Clarified butter will keep for several weeks in a fridge as long as it is in an airtight container.
Make your own clarified butter
It is dead easy to make your own clarified butter to fry with, as demonstrated in the following steps.
- Over low heat, melt butter in a small, heavy-bottomed pan. Expect to lose about ¼ of the butter with which you begin the clarifying process. This is entirely normal.
- Slowly melting the butter allows the impurities and water to boil off and the milk solids to settle to the bottom. In a heavily bottomed frying pan and at low heat, these delicate solids ought to be well-protected against burning. (The milk solids are what make butter burn when frying, so by removing them, what you are doing is collecting the part of butter that has a higher smoke point and is, therefore, able to tolerate being used at higher temperatures.)
- Spoon off the foam once the butter is all melted and the foam has risen to the top. (This foam itself is edible and delicious, but many chefs throw it away, which is a pity.)
- Having spooned off all the foam, you will see a clear liquid atop the milky white solids at the bottom. Scoop out the clear (or clarified) butter, leaving the milk solids behind, and et voila, you’re done!

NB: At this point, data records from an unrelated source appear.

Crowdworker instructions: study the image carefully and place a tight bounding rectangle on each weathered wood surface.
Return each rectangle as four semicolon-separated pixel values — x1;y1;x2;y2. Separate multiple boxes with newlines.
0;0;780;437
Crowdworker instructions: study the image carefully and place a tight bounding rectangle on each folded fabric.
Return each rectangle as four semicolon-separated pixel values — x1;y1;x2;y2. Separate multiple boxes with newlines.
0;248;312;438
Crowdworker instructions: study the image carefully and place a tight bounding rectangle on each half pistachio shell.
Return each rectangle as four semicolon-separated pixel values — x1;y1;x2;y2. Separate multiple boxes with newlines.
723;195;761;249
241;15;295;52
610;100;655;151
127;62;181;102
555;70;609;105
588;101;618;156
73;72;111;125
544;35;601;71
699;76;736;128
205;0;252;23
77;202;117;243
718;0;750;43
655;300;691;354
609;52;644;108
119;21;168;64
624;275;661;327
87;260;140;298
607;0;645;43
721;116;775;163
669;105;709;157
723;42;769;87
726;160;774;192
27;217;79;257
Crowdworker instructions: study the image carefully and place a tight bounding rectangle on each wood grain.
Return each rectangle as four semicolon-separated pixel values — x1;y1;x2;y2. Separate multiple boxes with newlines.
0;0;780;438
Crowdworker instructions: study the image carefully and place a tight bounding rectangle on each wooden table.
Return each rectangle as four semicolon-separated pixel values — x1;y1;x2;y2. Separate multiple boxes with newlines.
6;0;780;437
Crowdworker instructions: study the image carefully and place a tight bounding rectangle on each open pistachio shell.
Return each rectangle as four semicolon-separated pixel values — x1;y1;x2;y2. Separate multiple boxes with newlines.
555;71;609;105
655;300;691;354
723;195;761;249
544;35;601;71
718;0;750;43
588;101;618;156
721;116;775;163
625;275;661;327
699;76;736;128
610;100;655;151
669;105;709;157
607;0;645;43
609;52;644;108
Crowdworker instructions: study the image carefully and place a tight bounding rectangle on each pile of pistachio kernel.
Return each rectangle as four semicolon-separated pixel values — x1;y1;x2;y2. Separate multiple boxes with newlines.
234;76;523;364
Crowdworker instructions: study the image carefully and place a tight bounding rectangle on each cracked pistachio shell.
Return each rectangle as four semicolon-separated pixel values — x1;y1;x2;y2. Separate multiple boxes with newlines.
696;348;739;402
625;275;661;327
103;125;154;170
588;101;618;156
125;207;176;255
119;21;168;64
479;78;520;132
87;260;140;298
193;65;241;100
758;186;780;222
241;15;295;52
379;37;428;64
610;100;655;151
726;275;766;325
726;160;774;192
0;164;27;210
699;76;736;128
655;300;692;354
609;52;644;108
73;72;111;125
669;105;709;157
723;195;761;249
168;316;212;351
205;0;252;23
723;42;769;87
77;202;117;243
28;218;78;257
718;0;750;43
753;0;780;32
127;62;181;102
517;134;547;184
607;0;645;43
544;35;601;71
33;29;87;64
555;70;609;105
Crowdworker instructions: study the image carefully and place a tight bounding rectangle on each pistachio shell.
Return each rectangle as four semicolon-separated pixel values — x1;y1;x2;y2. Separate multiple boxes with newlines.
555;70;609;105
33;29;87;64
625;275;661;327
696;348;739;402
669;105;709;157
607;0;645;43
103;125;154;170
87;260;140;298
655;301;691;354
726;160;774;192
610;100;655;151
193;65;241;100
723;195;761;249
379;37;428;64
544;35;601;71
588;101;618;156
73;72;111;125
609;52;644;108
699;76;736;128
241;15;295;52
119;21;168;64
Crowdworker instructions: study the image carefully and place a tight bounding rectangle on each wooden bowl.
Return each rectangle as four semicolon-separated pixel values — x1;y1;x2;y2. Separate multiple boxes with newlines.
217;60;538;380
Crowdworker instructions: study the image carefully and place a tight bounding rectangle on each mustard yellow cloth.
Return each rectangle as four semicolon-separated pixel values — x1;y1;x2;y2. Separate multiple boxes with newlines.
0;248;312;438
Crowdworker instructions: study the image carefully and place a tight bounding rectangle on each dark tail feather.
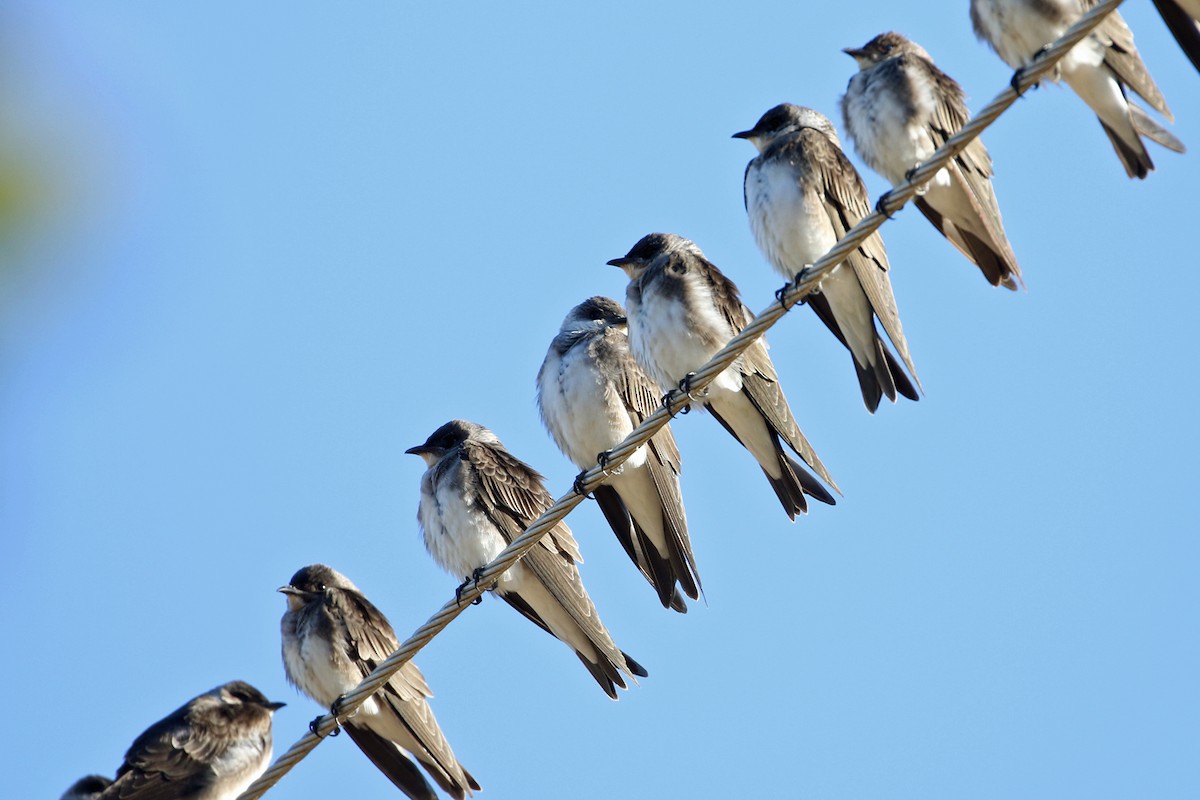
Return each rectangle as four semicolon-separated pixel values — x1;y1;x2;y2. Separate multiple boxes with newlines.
913;197;1016;290
620;650;650;678
883;348;920;403
343;724;441;800
780;453;838;506
593;485;688;613
1154;0;1200;71
1100;120;1154;179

How to fry with clarified butter
This is as effortless as falling off a bicycle.
Use clarified butter to fry foods exactly the same way as with ordinary butter, tablespoon for tablespoon, except you are now free to exploit the higher temperatures that clarified butter can withstand.
Different types of butter
There are different types of butter, and it is worth mindfully experimenting with them to see which butter literally suits your tastes best.
Salted butter–this is butter made the traditional way, by churning and salting pasteurized cream.
Probably explains why salted butter is also called ‘churned butter.’
Unsalted butter–is made just like salted butter, except without salt.
Not normally used for frying, but many chefs seem to prefer using unsalted butter for baking.
Light butter–this is made like churned butter, but with air and water added in.
The result is butter with less butterfat (about 25% less) than regular butter.
Chefs don’t usually use light butter for frying but instead offer it to diners as a spread.
Cultured butter–is made from cream that has been cultured with bacteria especially ‘harvested’ for that very purpose (sort of the way bacteria is added to cream to produce yogurt and probiotics).
Cultured butter has a unique, somewhat tangy taste. Other names for this butter are antique butter and old-fashioned butter.
Frequently Asked Question About How to fry with butter
What are the nutritional values of butter?
There are about 100 calories in each tablespoon of butter. With those calories, each tablespoon of butter has around 0.4 oz. of fat and about 0.25 oz. of saturated fat. You can get some idea of what those figures mean by comparing them to the same figures for vegetable oil, 120 calories per tablespoon, with about 0.5 oz. of fat but only 0.05 oz. of saturated fat. The take away, I think, is, the less butter or vegetable oil used, the better.
Is there any way to increase the heat butter will tolerate while frying?
Add some vegetable oil to the butter. The vegetable oil lends part of its heat resistance to the susceptible butterfat solids and makes the whole more tolerant of higher heat than just butter.
Afterword: How to fry with butter
Frying with butter is a subtle and difficult task requiring culinary dexterity because while browned butter is delicious, blackened butter is an unpalatable and acutely unwelcome addition to any food.
The paradox of maintaining a high heat to properly fry many foods with the necessity of keeping the heat low so as not to smoke or burn the butter is what makes frying with butter such an entertaining and challenging assignment.